Keywords: multiplicity; subgroup analysis

Many new experimental treatments benefit only a subset of the population. Identifying the baseline covariate profiles of patients who benefit from such a treatment, rather than determining whether or not the treatment has a population-level effect, can substantially lessen the risk in undertaking a clinical trial and expose fewer patients to treatments that do not benefit them. The standard analyses for identifying patient subgroups that benefit from an experimental treat- ment either make separate marginal inferences on each individual, which raises multiplicity issues, or focus inappropriately on the presence or absence of treatment-covariate interactions.
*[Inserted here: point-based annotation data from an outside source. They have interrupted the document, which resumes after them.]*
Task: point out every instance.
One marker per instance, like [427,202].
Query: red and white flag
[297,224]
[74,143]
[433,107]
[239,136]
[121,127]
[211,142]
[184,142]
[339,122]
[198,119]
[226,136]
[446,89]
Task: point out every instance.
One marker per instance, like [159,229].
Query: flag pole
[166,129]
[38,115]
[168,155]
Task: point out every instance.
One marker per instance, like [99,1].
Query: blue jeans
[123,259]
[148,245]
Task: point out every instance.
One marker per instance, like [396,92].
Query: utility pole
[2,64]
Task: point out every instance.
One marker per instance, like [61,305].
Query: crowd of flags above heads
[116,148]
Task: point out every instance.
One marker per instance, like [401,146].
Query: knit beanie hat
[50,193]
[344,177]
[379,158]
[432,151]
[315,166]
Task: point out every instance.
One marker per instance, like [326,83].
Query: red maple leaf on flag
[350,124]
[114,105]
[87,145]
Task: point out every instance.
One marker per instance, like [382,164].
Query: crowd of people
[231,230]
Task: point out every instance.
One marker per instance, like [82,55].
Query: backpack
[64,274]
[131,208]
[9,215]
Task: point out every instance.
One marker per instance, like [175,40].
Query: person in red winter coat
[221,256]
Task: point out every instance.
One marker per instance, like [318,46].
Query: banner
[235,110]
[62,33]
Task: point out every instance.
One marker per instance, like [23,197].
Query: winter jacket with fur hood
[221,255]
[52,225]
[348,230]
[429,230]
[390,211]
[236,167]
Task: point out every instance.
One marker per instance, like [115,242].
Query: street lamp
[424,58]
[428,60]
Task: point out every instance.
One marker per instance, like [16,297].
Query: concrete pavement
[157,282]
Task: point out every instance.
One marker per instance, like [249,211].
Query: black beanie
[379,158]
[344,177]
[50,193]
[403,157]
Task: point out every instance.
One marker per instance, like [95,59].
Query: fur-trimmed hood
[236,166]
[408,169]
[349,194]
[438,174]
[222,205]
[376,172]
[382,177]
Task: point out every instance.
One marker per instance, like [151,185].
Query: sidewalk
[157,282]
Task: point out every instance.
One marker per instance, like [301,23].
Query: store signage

We propose a Bayesian ”credible subgroups” method to identify two bounding subgroups for the benefiting sub- group: one for which it is likely that all members simultaneously have a treatment effect exceeding a specified threshold, and another for which it is likely that no members do. We examine frequentist properties of our method via simulation, and illustrate the approach using data from an Alzheimer’s disease treatment trial. Time permitting, we will also discuss recent extensions to the case of multiple treatments and multiple trial endpoints (in our dataset, two for efficacy and one for safety).